Flux are by far the deadest underfoot. EST the most natural boardflex. Reflex is decent underfoot flex, but obviously not as much as est.


----------



## kosmoz (Dec 27, 2013)

Just sold my 2014 Capo's, didn't really like stiff alluminum frame, toe caps are comfy, but wear down quickly, at least warranty is great and I got new toe caps to my mail box.


----------



## direride (Aug 6, 2013)

I've been riding Sf's for maybe 4 seasons. 
I just scored capos when i noticed a slice in the ankle strap of my sf's. 

Id rather setup and deal with the Sf's, way simpler.
Id rather ride the capos. Smaller profile, lighter, just as responsive.
There's just A LOT of parts to the capo compared to the SF IMO. 

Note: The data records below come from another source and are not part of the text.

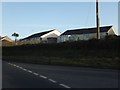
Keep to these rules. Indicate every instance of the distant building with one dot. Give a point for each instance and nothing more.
(5, 39)
(85, 34)
(43, 36)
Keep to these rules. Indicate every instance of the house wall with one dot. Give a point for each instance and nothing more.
(54, 34)
(64, 38)
(111, 31)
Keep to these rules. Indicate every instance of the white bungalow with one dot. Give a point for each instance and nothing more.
(43, 36)
(85, 34)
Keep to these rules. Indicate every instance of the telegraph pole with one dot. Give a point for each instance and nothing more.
(97, 19)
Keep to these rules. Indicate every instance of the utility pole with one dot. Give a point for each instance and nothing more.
(97, 19)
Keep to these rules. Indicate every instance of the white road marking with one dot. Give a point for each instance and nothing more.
(14, 65)
(52, 80)
(25, 69)
(64, 85)
(29, 71)
(36, 74)
(43, 77)
(21, 67)
(17, 66)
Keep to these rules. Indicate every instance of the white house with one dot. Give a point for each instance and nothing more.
(43, 36)
(85, 34)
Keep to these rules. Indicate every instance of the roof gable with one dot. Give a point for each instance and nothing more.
(86, 30)
(37, 35)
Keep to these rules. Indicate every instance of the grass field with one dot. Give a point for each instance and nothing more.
(93, 53)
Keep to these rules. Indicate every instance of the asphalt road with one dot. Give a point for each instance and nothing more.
(19, 75)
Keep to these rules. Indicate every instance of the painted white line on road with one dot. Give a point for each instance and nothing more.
(52, 80)
(43, 77)
(29, 71)
(36, 74)
(64, 85)
(25, 69)
(14, 65)
(21, 67)
(17, 66)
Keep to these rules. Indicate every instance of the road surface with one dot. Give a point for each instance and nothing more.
(20, 75)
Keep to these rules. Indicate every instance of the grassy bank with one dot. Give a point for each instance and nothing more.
(92, 53)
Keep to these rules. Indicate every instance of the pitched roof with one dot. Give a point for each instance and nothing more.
(37, 35)
(86, 30)
(5, 38)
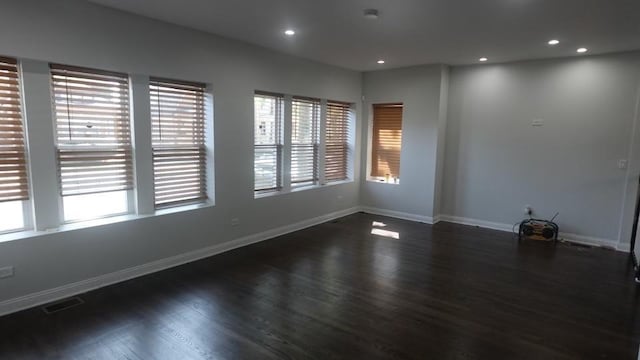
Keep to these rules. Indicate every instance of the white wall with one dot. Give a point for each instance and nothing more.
(418, 88)
(78, 33)
(496, 162)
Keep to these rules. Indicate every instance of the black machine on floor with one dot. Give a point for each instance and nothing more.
(537, 229)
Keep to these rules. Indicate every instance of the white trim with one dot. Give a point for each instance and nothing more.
(475, 222)
(569, 237)
(49, 295)
(397, 214)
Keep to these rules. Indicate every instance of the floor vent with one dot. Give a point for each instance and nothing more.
(62, 305)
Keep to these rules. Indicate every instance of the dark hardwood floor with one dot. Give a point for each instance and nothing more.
(335, 291)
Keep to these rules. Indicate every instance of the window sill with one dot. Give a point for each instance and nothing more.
(17, 235)
(302, 188)
(383, 181)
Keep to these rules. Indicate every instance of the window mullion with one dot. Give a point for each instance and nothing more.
(286, 148)
(40, 139)
(323, 143)
(142, 150)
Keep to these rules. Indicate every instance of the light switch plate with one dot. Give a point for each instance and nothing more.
(537, 122)
(6, 272)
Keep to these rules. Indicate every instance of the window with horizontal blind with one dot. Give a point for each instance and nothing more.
(268, 127)
(178, 141)
(93, 139)
(14, 185)
(386, 141)
(305, 122)
(337, 141)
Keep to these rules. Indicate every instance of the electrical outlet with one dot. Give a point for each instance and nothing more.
(622, 164)
(6, 272)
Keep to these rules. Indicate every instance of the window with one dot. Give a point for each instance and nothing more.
(336, 141)
(386, 141)
(178, 141)
(305, 120)
(268, 124)
(14, 185)
(93, 139)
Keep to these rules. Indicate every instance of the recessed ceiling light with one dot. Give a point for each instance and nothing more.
(371, 14)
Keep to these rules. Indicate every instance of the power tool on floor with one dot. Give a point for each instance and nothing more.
(538, 229)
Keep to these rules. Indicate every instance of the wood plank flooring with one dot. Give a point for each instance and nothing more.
(335, 291)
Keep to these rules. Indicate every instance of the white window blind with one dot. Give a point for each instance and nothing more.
(337, 141)
(178, 140)
(92, 130)
(14, 184)
(305, 121)
(268, 123)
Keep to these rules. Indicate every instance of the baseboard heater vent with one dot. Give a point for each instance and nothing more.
(62, 305)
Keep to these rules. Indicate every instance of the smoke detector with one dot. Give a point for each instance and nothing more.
(371, 14)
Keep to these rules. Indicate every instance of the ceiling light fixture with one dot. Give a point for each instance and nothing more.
(371, 14)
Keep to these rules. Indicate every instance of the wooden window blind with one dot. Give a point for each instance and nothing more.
(305, 121)
(13, 164)
(337, 141)
(178, 141)
(93, 132)
(268, 124)
(387, 140)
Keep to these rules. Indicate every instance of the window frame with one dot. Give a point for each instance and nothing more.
(316, 119)
(26, 203)
(128, 147)
(371, 176)
(199, 90)
(279, 144)
(347, 135)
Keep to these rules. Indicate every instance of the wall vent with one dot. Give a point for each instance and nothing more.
(62, 305)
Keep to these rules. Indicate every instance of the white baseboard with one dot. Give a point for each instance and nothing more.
(574, 238)
(61, 292)
(397, 214)
(475, 222)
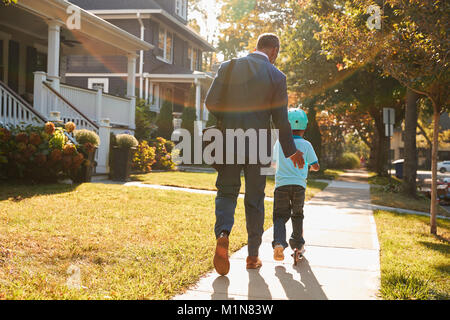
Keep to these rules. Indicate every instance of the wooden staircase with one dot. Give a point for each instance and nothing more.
(15, 111)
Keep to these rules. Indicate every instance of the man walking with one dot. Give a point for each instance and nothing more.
(256, 92)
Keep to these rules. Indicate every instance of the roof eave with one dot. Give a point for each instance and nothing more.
(206, 45)
(93, 24)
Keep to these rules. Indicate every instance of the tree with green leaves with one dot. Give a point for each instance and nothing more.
(323, 83)
(411, 45)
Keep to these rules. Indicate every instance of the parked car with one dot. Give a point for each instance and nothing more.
(444, 166)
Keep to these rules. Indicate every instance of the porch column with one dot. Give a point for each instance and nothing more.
(131, 89)
(151, 94)
(54, 31)
(98, 104)
(146, 89)
(38, 96)
(198, 98)
(131, 86)
(103, 150)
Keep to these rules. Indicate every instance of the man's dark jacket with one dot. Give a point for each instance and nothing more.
(257, 92)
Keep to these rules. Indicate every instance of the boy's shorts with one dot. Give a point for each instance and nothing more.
(288, 204)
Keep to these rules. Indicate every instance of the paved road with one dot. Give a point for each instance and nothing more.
(423, 174)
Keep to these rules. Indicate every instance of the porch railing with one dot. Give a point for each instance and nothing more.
(54, 101)
(98, 105)
(14, 111)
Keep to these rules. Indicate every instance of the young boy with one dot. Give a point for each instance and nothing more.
(290, 187)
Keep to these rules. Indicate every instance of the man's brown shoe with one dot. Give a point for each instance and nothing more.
(221, 261)
(253, 262)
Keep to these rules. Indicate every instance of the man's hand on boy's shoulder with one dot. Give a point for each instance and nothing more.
(297, 159)
(315, 167)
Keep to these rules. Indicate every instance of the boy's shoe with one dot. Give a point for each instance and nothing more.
(278, 252)
(221, 260)
(253, 262)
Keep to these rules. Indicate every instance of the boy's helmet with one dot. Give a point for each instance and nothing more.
(298, 119)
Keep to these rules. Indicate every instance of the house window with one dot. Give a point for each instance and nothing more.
(166, 45)
(99, 83)
(181, 8)
(154, 99)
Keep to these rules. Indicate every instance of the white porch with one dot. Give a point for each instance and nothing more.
(40, 29)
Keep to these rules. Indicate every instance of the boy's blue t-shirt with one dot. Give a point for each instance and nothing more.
(286, 174)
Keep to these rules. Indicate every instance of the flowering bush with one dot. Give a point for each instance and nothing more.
(126, 141)
(163, 149)
(144, 157)
(40, 153)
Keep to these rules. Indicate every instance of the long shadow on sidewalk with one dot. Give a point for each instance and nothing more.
(308, 289)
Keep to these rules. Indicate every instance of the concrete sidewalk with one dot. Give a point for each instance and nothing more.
(341, 260)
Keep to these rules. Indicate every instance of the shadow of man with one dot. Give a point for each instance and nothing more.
(308, 289)
(257, 286)
(220, 287)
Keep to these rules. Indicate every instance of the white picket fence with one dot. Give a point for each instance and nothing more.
(14, 111)
(53, 101)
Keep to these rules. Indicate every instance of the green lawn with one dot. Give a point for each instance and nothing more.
(207, 181)
(128, 242)
(414, 264)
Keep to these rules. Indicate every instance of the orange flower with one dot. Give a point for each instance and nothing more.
(41, 159)
(21, 146)
(31, 149)
(56, 155)
(89, 147)
(67, 162)
(35, 139)
(4, 134)
(70, 127)
(69, 149)
(22, 137)
(49, 128)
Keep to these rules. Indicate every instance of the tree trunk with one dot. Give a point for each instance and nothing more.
(381, 144)
(434, 159)
(410, 166)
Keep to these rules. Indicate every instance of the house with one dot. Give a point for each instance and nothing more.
(36, 39)
(170, 71)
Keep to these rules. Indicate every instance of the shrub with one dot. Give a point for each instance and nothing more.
(348, 160)
(144, 157)
(126, 141)
(86, 136)
(145, 121)
(163, 157)
(38, 153)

From a pure riding standpoint, id rather the capo.


----------



## rivermanzito (Jan 19, 2017)

Cool, thanks everyone for the input on the Capo's! I'm going to drop the hammer and pick them up tomorrow. I actually also saw a guy up the mountain yesterday riding them and I interviewed him about them. He said he likes them so much that he gets them off of ebay when he can.


----------



## tropheus (Dec 18, 2017)

Whats the main difference between capo and el hefe except the highback?
Is it woth to get el hefes instead capos? I saw many topics about capos and not much about el hefes - is something wrong with them?


----------



## radride (Dec 22, 2017)

Not a pro or anything but in my limited experience, my capos feel very stable and damp even close to 60mph. Haven't tried the others mentioned. Responsive enough to keep me on my feet. I don't really consider the other non-performance related stuff as long as it works.


----------



## F1EA (Oct 25, 2013)

tropheus said:


> Whats the main difference between capo and el hefe except the highback?
> Is it woth to get el hefes instead capos? I saw many topics about capos and not much about el hefes - is something wrong with them?


The difference is the highback.

It's all up to you if it's worth it. If you want a stiff carbon highback, then yes they are worth it. If not, then no.

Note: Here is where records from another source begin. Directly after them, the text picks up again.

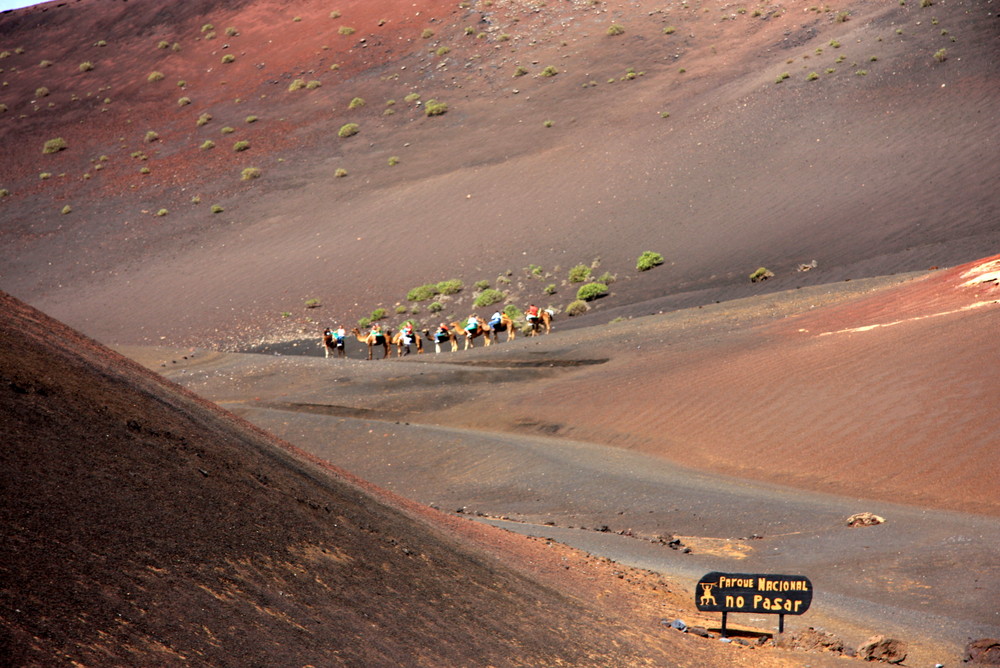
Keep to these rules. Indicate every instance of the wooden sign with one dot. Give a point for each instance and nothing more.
(756, 593)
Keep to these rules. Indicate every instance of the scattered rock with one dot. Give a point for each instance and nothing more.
(983, 652)
(812, 640)
(864, 520)
(880, 648)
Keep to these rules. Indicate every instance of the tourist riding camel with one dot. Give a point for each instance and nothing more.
(374, 338)
(500, 322)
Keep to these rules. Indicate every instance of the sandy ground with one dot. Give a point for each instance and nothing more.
(492, 433)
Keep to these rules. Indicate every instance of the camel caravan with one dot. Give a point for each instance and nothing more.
(469, 329)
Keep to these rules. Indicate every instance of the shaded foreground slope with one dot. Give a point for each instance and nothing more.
(145, 526)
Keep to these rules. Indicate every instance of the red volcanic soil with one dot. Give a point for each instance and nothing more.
(672, 136)
(144, 526)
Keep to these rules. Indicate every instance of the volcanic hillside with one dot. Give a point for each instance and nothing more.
(726, 136)
(143, 526)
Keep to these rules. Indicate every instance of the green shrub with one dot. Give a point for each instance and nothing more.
(579, 273)
(648, 260)
(450, 287)
(422, 293)
(435, 108)
(590, 291)
(488, 297)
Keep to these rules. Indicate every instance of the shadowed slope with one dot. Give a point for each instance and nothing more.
(144, 526)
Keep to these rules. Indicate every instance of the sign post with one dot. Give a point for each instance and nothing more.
(755, 593)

Also, not hearing much about something doesn't mean something is wrong with them. Why would you think that??


----------



## tropheus (Dec 18, 2017)

I did no mean particularly anything, but I assumed there is something wrong with them as I heard people complaining about footbed screw and the webbing of the toe cap.


----------



## F1EA (Oct 25, 2013)

tropheus said:


> I did no mean particularly anything, but I assumed there is something wrong with them as I heard people complaining about footbed screw and the webbing of the toe cap.


Yeah both the toe cap webbing and the footbed screw is the same as their other bindings; so any complaint would transfer to the Capo and Rodeo as well...

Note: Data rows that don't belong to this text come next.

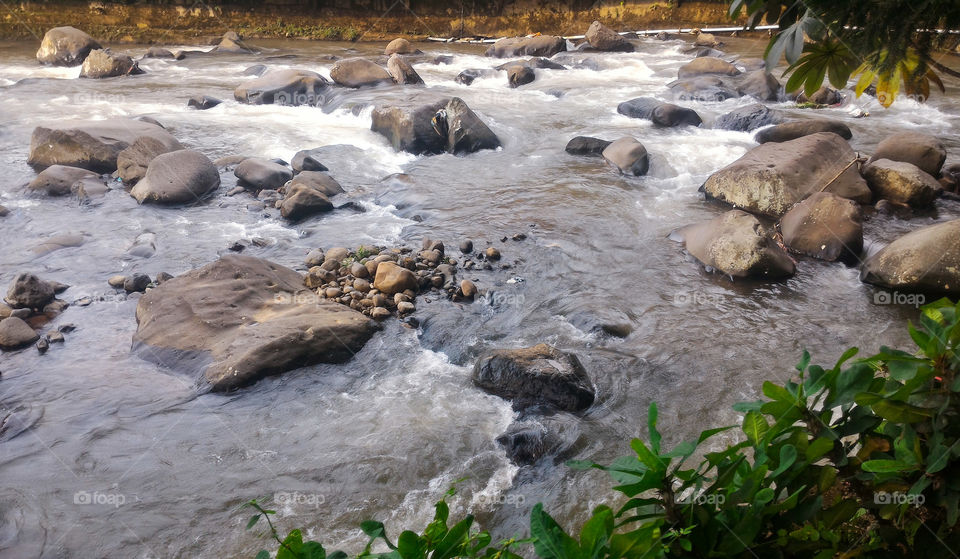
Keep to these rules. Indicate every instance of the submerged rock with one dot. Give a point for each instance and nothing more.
(771, 178)
(240, 319)
(65, 46)
(93, 145)
(536, 376)
(824, 226)
(736, 244)
(926, 260)
(178, 177)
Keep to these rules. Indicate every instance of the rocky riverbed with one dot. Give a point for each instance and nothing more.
(344, 277)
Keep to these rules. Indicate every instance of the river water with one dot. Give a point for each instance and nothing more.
(106, 455)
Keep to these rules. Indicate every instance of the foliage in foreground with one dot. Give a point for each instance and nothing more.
(858, 460)
(890, 42)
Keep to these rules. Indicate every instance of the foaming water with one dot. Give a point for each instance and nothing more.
(385, 435)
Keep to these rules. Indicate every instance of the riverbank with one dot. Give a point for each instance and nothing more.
(156, 24)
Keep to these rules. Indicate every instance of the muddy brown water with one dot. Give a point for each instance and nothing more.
(107, 455)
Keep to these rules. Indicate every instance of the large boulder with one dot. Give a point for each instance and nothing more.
(30, 292)
(359, 72)
(585, 145)
(102, 63)
(541, 45)
(65, 46)
(736, 244)
(922, 150)
(707, 65)
(302, 201)
(662, 114)
(132, 162)
(15, 333)
(628, 155)
(799, 128)
(901, 182)
(750, 117)
(391, 278)
(93, 145)
(58, 180)
(257, 173)
(760, 85)
(178, 177)
(400, 46)
(284, 87)
(316, 180)
(540, 375)
(824, 226)
(925, 260)
(240, 319)
(443, 126)
(603, 38)
(402, 72)
(771, 178)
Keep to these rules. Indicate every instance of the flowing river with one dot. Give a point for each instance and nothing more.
(106, 455)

Truth is, ALL bindings have a certain something that some people don't like.


----------



## tropheus (Dec 18, 2017)

I have one more question about el hefe - in 2018 model there is a new ankle strap, is it better (more comfortable, offers better boot support) than in 2017 model?
I mean is it worth to pay extra for the 2018 version or should i get the 2017 one instead?


----------